To compare two fields, one way would be to use the equality function in the predicate:

"filters": {
  "field": {
    "function": "eq",
    "args": [
      "crawl.20210102.http_code",
      "crawl.20201201.http_code"
    ]
  },
  "predicate": "eq",
  "value": true
}

So that the function returns true and we filter on rows where the result is true.

Find all available functions in the related section.

Boolean filters

In order to compound filters, BQL supports the boolean filters and and or, which can be nested. For example:

"filters": {
  "or": [
    {
      "field": "url",
      "predicate": "contains",
      "value": "mobile"
    },
    {
      "and": [
        {
          "field": "protocol",
          "predicate": "eq",
          "value": "http"
        },
        {
          "field": "host",
          "predicate": "eq",
          "value": "m.example.com"
        }
      ]
    }
  ]
}

Negative filters

To negate a filter and exclude rows that match this condition, one can encapsulate the nested filter in a not:

"filters": {
  "not": {
    "field": "url",
    "predicate": "eq",
    "value": "example.com/a"
  }
}

Available predicates

An exhaustive list of available predicates can be found in Predicates.

Filters and post filters

BQL queries contain two keys to filter: filters and post_filters. Both can used in the same query, but they have a different behavior when filtering on metrics.
In short,

  • filters are used to filter on dimensions and metrics
  • post_filters are used to filter on metrics aggregated by the requested dimensions

It is recommended to filter using filters, which generally matches the use case.

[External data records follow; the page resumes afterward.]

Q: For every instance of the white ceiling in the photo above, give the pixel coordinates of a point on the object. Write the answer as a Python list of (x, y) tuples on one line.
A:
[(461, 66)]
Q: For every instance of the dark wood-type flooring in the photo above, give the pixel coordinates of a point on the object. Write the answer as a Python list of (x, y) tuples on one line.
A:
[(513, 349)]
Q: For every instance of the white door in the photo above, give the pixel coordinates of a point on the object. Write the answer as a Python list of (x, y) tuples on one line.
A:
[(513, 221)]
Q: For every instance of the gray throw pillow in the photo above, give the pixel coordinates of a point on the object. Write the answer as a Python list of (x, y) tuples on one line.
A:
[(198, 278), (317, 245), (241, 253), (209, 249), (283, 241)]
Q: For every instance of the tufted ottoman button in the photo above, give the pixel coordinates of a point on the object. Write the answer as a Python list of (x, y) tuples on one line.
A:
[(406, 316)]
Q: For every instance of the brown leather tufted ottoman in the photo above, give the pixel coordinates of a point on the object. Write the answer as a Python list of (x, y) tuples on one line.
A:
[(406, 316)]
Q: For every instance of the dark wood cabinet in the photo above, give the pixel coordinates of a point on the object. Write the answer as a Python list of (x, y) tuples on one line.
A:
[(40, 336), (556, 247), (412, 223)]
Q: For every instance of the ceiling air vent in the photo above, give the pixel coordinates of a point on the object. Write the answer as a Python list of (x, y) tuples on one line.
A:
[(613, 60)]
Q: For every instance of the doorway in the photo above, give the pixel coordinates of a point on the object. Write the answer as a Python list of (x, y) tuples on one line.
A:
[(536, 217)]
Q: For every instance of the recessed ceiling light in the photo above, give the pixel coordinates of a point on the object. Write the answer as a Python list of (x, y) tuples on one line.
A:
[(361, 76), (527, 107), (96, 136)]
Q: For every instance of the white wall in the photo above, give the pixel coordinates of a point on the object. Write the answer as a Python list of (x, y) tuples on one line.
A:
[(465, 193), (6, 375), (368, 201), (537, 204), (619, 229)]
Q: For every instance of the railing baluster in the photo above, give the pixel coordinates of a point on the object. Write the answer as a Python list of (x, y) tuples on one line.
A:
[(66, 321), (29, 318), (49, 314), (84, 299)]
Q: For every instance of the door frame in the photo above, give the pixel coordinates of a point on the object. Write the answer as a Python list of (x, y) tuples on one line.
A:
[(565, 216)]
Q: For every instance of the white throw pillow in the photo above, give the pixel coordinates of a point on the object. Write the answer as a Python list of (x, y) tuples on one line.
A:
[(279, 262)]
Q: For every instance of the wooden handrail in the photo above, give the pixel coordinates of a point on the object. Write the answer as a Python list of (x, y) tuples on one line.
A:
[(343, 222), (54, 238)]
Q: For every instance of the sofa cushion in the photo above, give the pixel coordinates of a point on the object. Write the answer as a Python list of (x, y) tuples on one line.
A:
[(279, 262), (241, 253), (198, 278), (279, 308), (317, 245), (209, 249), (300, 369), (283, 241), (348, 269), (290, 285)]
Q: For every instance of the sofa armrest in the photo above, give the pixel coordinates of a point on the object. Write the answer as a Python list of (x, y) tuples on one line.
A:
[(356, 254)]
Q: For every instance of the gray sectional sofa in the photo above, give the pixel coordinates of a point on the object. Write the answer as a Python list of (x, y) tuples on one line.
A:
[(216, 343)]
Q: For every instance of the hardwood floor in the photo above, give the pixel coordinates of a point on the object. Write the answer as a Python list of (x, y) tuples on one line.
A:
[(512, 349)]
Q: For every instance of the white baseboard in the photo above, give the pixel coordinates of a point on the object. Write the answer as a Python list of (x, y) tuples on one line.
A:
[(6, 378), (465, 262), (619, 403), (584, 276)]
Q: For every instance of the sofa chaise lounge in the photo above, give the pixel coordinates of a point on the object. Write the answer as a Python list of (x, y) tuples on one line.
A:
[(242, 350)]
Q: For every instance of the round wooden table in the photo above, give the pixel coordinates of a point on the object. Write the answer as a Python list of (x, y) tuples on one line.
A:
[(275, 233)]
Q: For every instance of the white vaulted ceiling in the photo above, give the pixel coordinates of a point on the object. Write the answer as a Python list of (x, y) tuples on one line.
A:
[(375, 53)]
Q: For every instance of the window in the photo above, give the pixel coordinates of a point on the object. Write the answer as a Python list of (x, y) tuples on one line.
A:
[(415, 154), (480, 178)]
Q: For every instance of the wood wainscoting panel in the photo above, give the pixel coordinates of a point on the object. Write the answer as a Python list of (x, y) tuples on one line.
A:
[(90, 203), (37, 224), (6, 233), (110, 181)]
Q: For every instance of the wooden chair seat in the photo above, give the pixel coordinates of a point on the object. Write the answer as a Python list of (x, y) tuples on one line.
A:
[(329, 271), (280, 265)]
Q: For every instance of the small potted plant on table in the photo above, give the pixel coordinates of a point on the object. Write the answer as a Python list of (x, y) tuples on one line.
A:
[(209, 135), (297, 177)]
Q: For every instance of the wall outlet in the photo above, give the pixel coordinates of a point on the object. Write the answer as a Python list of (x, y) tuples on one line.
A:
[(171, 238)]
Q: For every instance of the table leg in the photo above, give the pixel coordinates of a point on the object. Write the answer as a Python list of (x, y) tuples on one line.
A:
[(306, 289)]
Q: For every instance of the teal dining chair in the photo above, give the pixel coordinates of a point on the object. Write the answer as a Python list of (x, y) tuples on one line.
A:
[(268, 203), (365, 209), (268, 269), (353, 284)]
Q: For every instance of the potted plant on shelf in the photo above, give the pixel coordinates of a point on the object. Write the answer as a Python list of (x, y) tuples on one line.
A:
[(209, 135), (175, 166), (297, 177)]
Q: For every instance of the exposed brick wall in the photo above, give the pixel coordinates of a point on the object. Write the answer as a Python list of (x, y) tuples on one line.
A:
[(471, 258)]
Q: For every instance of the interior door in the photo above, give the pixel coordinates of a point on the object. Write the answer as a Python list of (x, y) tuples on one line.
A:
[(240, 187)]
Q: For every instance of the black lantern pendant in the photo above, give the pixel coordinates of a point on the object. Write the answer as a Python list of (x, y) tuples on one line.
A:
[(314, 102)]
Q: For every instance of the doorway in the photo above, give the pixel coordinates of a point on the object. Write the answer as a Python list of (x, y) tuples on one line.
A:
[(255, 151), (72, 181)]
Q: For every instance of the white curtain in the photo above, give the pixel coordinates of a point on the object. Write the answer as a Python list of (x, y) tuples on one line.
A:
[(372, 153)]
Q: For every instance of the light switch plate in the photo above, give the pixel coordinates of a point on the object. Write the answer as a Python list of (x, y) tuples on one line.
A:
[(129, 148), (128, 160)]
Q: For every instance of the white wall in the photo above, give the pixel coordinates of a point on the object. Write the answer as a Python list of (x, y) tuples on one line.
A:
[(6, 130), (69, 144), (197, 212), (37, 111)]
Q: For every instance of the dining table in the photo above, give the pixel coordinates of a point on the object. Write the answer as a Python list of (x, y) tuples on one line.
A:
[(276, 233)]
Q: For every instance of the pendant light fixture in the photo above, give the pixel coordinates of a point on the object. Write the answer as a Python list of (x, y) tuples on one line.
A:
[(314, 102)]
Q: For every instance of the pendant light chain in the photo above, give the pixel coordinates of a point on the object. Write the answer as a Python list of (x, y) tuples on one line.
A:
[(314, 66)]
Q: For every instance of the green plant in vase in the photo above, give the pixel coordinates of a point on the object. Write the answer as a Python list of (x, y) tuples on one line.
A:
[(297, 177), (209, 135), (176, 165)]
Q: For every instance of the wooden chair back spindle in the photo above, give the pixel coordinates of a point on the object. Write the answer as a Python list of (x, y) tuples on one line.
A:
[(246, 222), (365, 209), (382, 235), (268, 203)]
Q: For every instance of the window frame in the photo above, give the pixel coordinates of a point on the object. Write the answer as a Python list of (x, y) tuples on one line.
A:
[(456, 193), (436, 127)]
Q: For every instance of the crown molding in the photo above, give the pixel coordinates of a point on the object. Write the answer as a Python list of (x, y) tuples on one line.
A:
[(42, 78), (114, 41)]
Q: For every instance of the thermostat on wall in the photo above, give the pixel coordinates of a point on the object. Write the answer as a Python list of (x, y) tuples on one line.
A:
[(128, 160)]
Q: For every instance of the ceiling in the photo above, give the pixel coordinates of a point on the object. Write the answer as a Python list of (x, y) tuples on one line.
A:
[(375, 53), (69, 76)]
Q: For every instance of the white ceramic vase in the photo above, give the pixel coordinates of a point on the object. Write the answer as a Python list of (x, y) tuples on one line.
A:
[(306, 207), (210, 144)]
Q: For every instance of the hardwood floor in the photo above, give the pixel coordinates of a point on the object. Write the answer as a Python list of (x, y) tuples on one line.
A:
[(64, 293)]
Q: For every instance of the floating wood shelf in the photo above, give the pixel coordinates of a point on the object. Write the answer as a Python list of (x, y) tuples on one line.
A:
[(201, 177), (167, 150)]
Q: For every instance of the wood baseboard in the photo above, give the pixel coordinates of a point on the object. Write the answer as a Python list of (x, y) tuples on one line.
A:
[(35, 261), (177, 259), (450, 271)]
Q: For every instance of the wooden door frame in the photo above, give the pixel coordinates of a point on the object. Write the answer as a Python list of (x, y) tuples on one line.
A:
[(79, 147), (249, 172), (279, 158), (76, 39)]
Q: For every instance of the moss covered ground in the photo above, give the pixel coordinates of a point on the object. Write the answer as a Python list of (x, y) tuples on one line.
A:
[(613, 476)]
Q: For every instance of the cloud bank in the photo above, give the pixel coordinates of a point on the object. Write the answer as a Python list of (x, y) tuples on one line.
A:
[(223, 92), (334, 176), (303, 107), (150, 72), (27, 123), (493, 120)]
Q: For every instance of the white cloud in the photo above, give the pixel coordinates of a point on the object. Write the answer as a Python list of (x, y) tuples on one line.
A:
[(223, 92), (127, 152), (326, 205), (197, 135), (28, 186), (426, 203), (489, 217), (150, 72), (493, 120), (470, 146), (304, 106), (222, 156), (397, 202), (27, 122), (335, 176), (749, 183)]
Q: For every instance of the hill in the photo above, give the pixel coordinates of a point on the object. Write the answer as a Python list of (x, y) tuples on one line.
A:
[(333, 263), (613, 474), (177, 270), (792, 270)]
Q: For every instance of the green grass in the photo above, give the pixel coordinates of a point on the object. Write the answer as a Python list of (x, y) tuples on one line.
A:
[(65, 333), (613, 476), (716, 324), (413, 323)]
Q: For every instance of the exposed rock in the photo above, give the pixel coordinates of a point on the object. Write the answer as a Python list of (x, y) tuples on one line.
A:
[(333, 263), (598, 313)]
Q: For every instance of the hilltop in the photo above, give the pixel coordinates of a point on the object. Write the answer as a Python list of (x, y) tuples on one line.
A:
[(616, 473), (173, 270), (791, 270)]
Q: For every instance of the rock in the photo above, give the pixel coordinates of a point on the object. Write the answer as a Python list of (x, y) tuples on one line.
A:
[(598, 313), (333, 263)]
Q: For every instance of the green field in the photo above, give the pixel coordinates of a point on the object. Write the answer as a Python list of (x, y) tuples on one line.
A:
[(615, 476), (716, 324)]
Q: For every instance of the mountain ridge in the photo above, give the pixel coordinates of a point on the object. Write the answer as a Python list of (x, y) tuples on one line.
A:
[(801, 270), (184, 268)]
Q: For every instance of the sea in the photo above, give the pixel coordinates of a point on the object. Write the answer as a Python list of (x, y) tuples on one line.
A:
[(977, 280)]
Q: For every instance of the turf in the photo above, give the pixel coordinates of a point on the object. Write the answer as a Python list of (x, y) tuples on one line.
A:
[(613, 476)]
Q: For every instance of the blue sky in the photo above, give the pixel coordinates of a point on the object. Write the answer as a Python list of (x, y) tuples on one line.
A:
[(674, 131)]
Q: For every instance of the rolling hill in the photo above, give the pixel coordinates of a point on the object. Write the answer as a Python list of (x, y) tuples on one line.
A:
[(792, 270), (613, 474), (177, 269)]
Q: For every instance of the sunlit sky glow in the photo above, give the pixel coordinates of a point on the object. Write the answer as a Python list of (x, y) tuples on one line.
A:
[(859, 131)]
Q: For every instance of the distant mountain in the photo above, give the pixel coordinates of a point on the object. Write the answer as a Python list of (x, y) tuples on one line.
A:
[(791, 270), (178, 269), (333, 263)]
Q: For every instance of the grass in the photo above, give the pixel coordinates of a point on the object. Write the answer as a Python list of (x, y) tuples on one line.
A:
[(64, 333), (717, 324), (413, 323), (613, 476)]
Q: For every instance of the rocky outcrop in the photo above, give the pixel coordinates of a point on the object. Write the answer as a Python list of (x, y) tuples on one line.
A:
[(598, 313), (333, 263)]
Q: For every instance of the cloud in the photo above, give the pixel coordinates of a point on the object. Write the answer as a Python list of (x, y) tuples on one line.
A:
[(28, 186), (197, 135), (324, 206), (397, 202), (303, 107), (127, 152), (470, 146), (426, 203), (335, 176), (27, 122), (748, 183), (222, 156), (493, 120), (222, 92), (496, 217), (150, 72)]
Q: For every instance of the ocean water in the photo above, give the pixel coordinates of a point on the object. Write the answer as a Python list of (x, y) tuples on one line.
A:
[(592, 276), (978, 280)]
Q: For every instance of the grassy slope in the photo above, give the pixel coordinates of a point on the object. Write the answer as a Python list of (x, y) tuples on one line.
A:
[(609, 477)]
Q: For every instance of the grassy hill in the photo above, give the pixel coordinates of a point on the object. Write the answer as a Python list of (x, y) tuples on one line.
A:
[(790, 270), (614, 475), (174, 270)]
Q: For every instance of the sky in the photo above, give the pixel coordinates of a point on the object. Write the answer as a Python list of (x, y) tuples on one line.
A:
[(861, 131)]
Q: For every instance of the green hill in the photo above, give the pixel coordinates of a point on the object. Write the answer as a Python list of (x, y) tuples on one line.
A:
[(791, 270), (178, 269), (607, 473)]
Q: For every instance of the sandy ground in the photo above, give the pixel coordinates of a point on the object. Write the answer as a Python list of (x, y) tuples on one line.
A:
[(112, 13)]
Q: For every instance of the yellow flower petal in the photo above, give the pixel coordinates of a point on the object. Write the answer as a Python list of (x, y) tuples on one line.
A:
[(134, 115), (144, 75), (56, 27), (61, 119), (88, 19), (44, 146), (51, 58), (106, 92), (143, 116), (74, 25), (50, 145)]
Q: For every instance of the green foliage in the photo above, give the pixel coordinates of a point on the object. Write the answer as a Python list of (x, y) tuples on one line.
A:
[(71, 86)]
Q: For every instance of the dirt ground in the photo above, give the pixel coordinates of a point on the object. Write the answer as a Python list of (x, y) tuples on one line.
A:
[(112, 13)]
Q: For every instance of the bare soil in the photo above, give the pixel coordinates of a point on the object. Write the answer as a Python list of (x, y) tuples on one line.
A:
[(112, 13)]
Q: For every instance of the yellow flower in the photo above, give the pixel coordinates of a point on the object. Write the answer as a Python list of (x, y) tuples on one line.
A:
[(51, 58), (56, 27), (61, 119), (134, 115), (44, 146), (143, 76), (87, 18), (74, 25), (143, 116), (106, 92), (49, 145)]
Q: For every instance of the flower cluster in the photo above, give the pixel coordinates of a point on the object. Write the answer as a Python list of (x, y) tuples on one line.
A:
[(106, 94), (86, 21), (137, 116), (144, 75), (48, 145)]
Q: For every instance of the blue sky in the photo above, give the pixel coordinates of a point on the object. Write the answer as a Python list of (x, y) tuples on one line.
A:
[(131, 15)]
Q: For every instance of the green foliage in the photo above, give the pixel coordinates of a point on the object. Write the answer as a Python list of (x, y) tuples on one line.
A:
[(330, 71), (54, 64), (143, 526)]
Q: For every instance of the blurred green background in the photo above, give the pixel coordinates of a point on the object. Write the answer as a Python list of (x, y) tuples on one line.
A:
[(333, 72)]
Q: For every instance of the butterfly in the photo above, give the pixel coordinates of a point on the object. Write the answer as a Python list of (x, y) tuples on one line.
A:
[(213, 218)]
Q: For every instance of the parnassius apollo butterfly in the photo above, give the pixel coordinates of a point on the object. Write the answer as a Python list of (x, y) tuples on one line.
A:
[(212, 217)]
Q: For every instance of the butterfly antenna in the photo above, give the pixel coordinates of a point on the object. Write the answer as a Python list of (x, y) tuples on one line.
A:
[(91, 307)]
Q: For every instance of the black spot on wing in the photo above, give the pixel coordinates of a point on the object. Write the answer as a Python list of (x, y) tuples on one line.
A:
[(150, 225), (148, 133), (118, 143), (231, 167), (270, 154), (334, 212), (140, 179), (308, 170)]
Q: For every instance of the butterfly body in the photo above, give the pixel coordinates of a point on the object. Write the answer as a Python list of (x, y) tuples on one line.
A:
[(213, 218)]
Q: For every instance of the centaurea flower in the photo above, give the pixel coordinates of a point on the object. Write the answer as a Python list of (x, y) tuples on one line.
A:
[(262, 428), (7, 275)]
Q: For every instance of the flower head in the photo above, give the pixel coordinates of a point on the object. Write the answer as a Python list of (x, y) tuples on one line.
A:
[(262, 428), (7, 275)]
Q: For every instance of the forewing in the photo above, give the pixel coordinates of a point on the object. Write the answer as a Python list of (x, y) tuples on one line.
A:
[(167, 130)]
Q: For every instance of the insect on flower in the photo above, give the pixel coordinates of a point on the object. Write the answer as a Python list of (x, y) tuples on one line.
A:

Filtering on a dimension has the same effect using filters and post_filters. Filtering a metric has a different behavior.
Let's illustrate through an example, filtering on RealKeywords data:

{
  "dimensions": ["country"],
  "metrics": ["search_console.period_0.count_clicks"],
  "filters": {
    "and": [
      {
        "field": "keyword",
        "predicate": "contains",
        "value": "botify"
      },
      {
        "field": "search_console.period_0.count_clicks",
        "predicate": "gt",
        "value": 10
      }
    ]
  },
  "post_filters": {
    "field": "search_console.period_0.count_clicks",
    "predicate": "gt",
    "value": 500
  }
}

We query the number of clicks for each country.
For filters:

  • we filter only on keywords containing botify, and
  • we filter on rankings (URL + keyword couples) in each country that have received more than 10 clicks

For post_filters:

  • we filter on countries that received more than 500 clicks

Since count_clicks is a metric, we require an aggregation. The filters key filters on the metric aggregated on intermediate dimensions, whereas post_filters filters on the metric aggregated by the final dimensions.
These intermediate dimensions often are a combination of the final dimensions + URL + keyword when available. These intermediate dimensions are what allows BQL to cross data from different collections.